The spending review will widen the jobs and wealth gap between London and the regions – and will hurt property, experts tell Damian Wild.

The Comprehensive Spending Review will fuel unemployment in regional markets and make occupiers think twice about taking space in many towns and cities across the UK.

That was the unambiguous view of a panel of property experts convened by Estates Gazette to discuss the fallout from last week’s announcements and the findings of the latest EG/BNP Paribas Real Estate Sentiment Study (16 October, p68).

Mark Anderson, Whitbread’s commercial and property director, admitted that he was cautious about investing in some parts of the country after chancellor George Osborne’s speech.

“To secure the right properties in the right markets, this is arguably our best time to be pushing ahead with expansion,” he said.

“At the moment, we are debating how fast we expand and in which locations we expand. We have our target growth list, which takes us into 350 different new markets in the UK. We are bringing regeneration and jobs into some of those areas. But equally, we need some form of confidence and certainty over those markets.

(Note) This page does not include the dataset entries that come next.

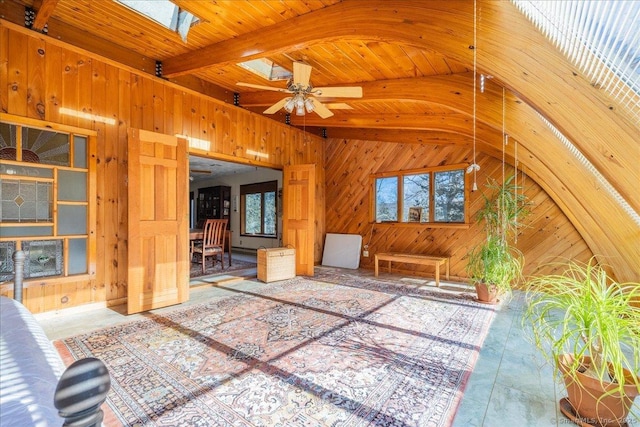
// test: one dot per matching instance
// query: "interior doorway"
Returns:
(213, 176)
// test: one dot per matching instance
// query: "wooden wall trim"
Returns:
(43, 79)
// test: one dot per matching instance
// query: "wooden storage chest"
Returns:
(276, 264)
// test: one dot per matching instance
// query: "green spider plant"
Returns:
(583, 312)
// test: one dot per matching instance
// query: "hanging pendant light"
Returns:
(474, 167)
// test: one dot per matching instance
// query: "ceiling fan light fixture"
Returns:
(308, 105)
(288, 106)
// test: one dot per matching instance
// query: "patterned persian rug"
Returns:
(333, 350)
(211, 268)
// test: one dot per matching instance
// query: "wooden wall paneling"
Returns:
(111, 161)
(17, 77)
(136, 110)
(168, 112)
(87, 85)
(4, 68)
(94, 95)
(214, 129)
(235, 128)
(51, 296)
(119, 292)
(84, 82)
(177, 112)
(195, 116)
(347, 205)
(70, 87)
(203, 120)
(53, 85)
(36, 48)
(148, 114)
(158, 106)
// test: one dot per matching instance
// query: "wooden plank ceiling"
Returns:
(120, 34)
(415, 62)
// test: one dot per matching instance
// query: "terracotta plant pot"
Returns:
(487, 293)
(586, 396)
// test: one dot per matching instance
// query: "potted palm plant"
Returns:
(494, 265)
(588, 325)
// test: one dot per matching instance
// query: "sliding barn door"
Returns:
(298, 219)
(158, 254)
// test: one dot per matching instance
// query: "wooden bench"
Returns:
(413, 259)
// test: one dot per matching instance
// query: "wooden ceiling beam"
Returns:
(454, 122)
(44, 10)
(430, 27)
(409, 136)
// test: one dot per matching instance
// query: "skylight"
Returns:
(165, 13)
(600, 37)
(266, 69)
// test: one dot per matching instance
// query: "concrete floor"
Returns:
(510, 385)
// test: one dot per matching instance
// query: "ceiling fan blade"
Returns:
(275, 89)
(301, 73)
(275, 107)
(338, 92)
(321, 109)
(338, 106)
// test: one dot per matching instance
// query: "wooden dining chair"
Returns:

“We’ll expand anywhere in London, because we’re so confident that London is in great shape for the next few years. But outside London, we see a very different picture.

“I was looking at a couple of sites in Essex, where there is great dependency on local authority jobs. Those places are going to be hit hard. That will mean less business in the area, particularly for our hotels, and it will weaken our confidence.”

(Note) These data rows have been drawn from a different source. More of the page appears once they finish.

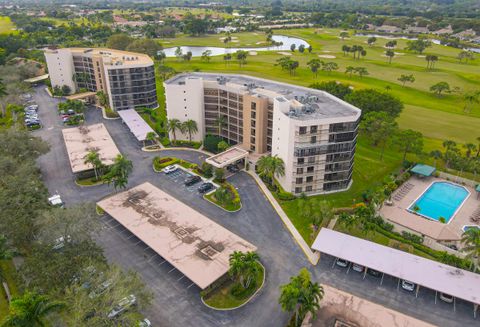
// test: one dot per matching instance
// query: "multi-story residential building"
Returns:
(313, 132)
(127, 78)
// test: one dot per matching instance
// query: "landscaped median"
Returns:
(226, 197)
(231, 293)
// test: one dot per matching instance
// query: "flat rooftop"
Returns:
(195, 245)
(322, 104)
(136, 124)
(227, 157)
(437, 276)
(81, 140)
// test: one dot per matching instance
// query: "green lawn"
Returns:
(222, 297)
(6, 25)
(447, 111)
(368, 172)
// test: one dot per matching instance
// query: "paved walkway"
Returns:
(311, 256)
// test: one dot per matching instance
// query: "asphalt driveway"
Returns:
(176, 303)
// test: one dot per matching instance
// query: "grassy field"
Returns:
(438, 118)
(6, 25)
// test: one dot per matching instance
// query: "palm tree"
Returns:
(93, 158)
(191, 127)
(30, 310)
(471, 240)
(151, 136)
(5, 254)
(244, 266)
(119, 172)
(270, 167)
(301, 296)
(221, 121)
(102, 98)
(3, 93)
(174, 125)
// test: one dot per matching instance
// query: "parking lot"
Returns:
(175, 301)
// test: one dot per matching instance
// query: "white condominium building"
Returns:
(313, 132)
(127, 78)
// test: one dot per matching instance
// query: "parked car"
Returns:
(170, 169)
(408, 286)
(100, 289)
(374, 273)
(205, 187)
(357, 267)
(192, 180)
(446, 298)
(342, 263)
(123, 305)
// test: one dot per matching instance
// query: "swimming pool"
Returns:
(440, 199)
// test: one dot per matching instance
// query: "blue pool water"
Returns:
(441, 199)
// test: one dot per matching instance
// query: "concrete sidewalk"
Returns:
(311, 256)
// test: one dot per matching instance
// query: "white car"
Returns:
(170, 169)
(357, 267)
(446, 298)
(408, 286)
(123, 305)
(342, 263)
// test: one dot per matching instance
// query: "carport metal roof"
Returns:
(135, 123)
(227, 157)
(427, 273)
(195, 245)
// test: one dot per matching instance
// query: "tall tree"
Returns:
(244, 266)
(174, 125)
(30, 310)
(191, 127)
(93, 158)
(301, 296)
(471, 242)
(409, 141)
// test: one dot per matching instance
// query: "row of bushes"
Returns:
(440, 256)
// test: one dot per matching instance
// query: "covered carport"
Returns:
(423, 272)
(139, 127)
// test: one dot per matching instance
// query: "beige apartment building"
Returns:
(313, 132)
(127, 78)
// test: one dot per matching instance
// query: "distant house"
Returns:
(388, 29)
(466, 35)
(444, 31)
(417, 30)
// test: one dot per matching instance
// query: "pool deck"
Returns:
(451, 232)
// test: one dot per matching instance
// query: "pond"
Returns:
(216, 51)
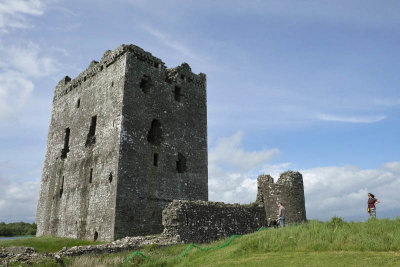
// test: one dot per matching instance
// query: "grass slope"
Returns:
(45, 244)
(333, 243)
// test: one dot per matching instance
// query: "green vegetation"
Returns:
(17, 229)
(333, 243)
(45, 244)
(314, 243)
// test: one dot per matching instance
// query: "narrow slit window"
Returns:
(155, 159)
(146, 83)
(154, 136)
(62, 187)
(178, 93)
(91, 138)
(91, 176)
(181, 163)
(65, 150)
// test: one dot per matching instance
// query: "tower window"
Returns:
(178, 93)
(181, 163)
(91, 138)
(155, 159)
(65, 150)
(62, 187)
(91, 176)
(154, 136)
(145, 84)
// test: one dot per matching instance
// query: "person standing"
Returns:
(281, 214)
(371, 204)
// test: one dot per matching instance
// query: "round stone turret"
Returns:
(289, 190)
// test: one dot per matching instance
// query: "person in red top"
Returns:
(371, 204)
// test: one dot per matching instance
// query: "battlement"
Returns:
(173, 75)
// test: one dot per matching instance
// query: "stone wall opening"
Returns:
(181, 163)
(155, 159)
(62, 186)
(178, 93)
(65, 150)
(91, 138)
(146, 83)
(91, 175)
(154, 136)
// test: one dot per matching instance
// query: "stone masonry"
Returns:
(126, 137)
(202, 221)
(289, 190)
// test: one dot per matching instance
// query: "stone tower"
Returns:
(126, 137)
(289, 190)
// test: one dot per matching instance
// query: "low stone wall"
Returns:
(204, 221)
(29, 255)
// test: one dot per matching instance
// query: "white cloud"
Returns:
(13, 13)
(342, 191)
(170, 42)
(329, 191)
(29, 61)
(18, 200)
(19, 65)
(231, 170)
(351, 119)
(14, 92)
(228, 151)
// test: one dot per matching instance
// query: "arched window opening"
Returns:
(154, 136)
(65, 150)
(181, 163)
(146, 83)
(91, 138)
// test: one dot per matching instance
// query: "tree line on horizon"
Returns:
(17, 229)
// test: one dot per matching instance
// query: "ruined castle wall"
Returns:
(78, 187)
(289, 190)
(170, 106)
(201, 221)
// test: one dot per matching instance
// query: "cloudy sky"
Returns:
(308, 85)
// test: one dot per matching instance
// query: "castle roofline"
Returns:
(67, 84)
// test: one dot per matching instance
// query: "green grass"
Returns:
(333, 243)
(45, 244)
(311, 244)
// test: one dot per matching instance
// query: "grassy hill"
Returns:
(333, 243)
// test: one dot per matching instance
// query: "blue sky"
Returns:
(303, 85)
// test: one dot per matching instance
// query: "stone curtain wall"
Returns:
(289, 190)
(202, 221)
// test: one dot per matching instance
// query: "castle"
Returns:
(126, 138)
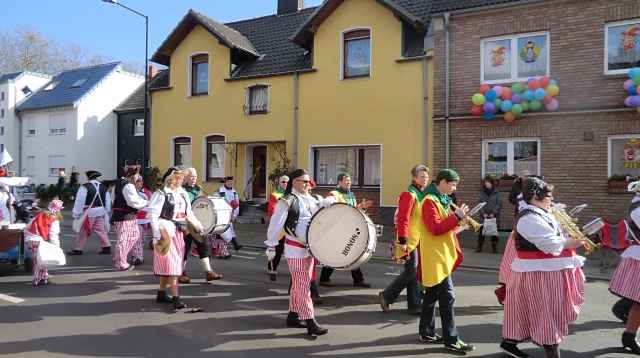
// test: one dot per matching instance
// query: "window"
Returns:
(257, 99)
(624, 155)
(514, 58)
(215, 157)
(356, 54)
(57, 124)
(138, 127)
(78, 83)
(57, 163)
(182, 152)
(511, 157)
(622, 48)
(31, 166)
(362, 163)
(199, 75)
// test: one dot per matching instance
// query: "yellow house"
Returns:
(342, 87)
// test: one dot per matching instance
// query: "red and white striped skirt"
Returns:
(507, 258)
(626, 280)
(171, 263)
(541, 305)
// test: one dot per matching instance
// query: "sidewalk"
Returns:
(253, 235)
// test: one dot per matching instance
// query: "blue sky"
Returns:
(112, 31)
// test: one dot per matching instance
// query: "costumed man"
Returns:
(440, 255)
(136, 255)
(126, 204)
(272, 265)
(231, 196)
(94, 197)
(193, 191)
(545, 290)
(169, 210)
(409, 229)
(625, 282)
(293, 214)
(44, 227)
(343, 194)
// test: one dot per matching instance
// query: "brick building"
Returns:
(577, 148)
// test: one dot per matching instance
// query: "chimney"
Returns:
(289, 6)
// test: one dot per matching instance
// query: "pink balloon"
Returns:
(552, 106)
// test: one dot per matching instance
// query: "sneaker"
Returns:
(512, 350)
(429, 338)
(459, 347)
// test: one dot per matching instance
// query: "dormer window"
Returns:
(356, 53)
(200, 75)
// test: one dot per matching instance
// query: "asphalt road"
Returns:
(92, 311)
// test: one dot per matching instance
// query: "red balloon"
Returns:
(544, 81)
(476, 110)
(506, 93)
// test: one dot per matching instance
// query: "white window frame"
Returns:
(514, 56)
(341, 72)
(606, 45)
(135, 127)
(609, 144)
(510, 154)
(189, 74)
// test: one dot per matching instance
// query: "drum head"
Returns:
(338, 236)
(204, 211)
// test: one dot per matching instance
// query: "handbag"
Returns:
(490, 227)
(50, 254)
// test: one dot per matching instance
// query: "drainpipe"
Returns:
(447, 128)
(296, 117)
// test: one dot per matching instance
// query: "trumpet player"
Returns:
(626, 279)
(545, 290)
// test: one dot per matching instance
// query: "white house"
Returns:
(15, 87)
(70, 122)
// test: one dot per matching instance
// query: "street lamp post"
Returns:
(145, 150)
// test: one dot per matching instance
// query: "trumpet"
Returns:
(569, 226)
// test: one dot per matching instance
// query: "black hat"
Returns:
(93, 174)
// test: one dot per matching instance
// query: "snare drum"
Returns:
(341, 237)
(213, 212)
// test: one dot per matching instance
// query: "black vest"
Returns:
(523, 244)
(91, 193)
(122, 211)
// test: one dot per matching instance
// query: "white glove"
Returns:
(271, 253)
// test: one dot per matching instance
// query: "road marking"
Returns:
(10, 299)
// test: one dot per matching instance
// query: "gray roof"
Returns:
(63, 94)
(226, 35)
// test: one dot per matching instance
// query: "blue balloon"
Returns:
(490, 95)
(506, 106)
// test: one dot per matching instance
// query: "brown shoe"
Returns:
(211, 275)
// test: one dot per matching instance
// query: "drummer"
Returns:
(194, 190)
(343, 194)
(293, 214)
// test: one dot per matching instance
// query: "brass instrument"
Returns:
(570, 228)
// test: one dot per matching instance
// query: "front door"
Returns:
(259, 186)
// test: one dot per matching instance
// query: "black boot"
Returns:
(313, 329)
(629, 343)
(293, 321)
(162, 297)
(552, 351)
(177, 304)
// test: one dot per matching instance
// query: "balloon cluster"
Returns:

Mark England, chief executive of BNP Paribas Real Estate, warned of the review’s expected consequences for regional occupier markets.

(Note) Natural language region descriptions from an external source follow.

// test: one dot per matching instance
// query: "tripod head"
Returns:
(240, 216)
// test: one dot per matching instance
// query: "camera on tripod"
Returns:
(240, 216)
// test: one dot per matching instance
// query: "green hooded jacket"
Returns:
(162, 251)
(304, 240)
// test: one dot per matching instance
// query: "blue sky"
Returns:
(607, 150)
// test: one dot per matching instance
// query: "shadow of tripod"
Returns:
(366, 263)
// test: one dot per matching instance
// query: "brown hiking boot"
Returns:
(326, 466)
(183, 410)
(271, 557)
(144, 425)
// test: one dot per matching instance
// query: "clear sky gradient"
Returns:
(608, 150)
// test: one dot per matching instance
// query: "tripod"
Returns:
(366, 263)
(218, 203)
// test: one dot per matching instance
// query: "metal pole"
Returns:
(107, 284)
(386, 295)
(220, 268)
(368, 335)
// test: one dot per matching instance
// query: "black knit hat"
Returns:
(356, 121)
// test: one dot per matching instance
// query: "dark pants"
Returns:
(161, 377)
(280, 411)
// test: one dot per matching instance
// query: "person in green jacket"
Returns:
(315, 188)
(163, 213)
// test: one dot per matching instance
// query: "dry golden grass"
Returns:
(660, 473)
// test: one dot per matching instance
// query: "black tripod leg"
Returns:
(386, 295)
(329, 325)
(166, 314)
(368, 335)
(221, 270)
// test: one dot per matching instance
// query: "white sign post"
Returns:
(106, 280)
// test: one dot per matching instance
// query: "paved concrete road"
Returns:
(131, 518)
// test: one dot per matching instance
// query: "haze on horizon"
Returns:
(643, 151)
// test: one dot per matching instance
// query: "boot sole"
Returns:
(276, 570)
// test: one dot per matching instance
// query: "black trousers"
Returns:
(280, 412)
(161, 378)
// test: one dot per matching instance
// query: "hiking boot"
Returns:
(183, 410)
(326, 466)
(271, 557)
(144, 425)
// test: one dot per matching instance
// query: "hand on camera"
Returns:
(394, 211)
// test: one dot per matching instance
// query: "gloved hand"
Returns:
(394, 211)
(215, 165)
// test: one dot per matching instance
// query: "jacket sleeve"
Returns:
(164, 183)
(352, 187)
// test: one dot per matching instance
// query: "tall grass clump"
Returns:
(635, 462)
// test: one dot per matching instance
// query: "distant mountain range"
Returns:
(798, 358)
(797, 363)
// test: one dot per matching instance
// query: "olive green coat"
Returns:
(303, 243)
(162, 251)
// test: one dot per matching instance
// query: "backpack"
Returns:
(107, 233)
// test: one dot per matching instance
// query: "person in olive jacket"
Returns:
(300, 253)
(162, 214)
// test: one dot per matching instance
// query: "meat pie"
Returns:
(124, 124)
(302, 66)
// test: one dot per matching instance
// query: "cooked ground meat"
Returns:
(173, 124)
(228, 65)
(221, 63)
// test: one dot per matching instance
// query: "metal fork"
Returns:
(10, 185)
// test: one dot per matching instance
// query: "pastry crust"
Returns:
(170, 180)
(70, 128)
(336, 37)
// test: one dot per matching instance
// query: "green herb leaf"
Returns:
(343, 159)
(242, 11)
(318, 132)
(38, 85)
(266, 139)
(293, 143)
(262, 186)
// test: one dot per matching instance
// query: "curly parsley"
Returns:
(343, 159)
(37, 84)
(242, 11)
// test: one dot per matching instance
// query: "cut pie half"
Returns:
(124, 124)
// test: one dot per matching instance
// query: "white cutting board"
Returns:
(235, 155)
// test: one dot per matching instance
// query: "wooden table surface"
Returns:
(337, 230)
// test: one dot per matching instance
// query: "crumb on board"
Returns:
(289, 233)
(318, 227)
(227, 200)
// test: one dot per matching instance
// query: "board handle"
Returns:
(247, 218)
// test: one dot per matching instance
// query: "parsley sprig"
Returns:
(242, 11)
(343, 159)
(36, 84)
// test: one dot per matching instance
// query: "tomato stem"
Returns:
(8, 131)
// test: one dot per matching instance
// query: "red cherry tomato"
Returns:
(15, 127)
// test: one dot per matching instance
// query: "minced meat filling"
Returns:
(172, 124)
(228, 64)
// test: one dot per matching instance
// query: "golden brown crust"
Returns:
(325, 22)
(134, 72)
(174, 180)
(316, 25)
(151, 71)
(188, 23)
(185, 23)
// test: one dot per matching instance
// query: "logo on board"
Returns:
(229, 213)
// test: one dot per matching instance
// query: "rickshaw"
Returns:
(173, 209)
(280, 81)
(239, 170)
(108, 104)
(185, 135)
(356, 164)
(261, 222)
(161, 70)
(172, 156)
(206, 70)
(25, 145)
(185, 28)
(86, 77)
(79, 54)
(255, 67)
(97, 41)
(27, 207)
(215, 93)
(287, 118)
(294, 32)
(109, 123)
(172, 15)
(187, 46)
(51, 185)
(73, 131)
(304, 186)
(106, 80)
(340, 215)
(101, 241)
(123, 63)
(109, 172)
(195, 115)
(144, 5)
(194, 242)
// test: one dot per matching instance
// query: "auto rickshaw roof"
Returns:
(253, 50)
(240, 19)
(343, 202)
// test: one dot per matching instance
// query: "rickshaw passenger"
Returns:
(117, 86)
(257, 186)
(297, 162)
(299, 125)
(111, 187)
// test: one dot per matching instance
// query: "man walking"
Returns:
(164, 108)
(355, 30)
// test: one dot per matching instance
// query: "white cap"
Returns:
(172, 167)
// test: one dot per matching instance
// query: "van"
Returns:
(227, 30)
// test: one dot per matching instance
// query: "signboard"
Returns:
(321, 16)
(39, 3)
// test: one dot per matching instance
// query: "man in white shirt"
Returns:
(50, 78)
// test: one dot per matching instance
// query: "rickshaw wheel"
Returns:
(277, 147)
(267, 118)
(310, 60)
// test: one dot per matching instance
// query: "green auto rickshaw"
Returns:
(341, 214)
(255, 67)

“Half-a-million job losses is a very significant number, and that’s going to hit people very hard,” he said. “Saying that job losses in the public sector are going to be replaced by the private sector is very neat. But are they going to be replaced with the same type of job in the same place? In my view, clearly not.

“I see a lot of these job losses happening outside London, and the new jobs being created in London – and that’s not good news for the regional markets.”

Liz Peace, chief executive of the British Property Federation, said: “Inevitably, there is going to be a huge number of knock-on effects. People are greatly influenced by what they read in the papers, and that’s bound to have an effect on our industry because we’re the basis of just about every activity in the country. You have to have property to do it.”

John Burns, chief executive of Derwent London, saw some good news for developers in the government stock likely to be released on to the market.

“Looking at it from a selfish point of view, from our shareholders’ perspective, we like to buy government buildings with three or four years left on the lease,” he said. “Why? Because we can improve them and do things with them.”

But he added: “We’ve made 170 lettings in the past 22 months, which is pretty good by any standard. But what concerns me – and looking at it away from the selfish perspective – is what’s going to happen out of town, with the cutbacks to the regional office market.

“Unless a building has got an alternative use for residential, I really would be very, very concerned.”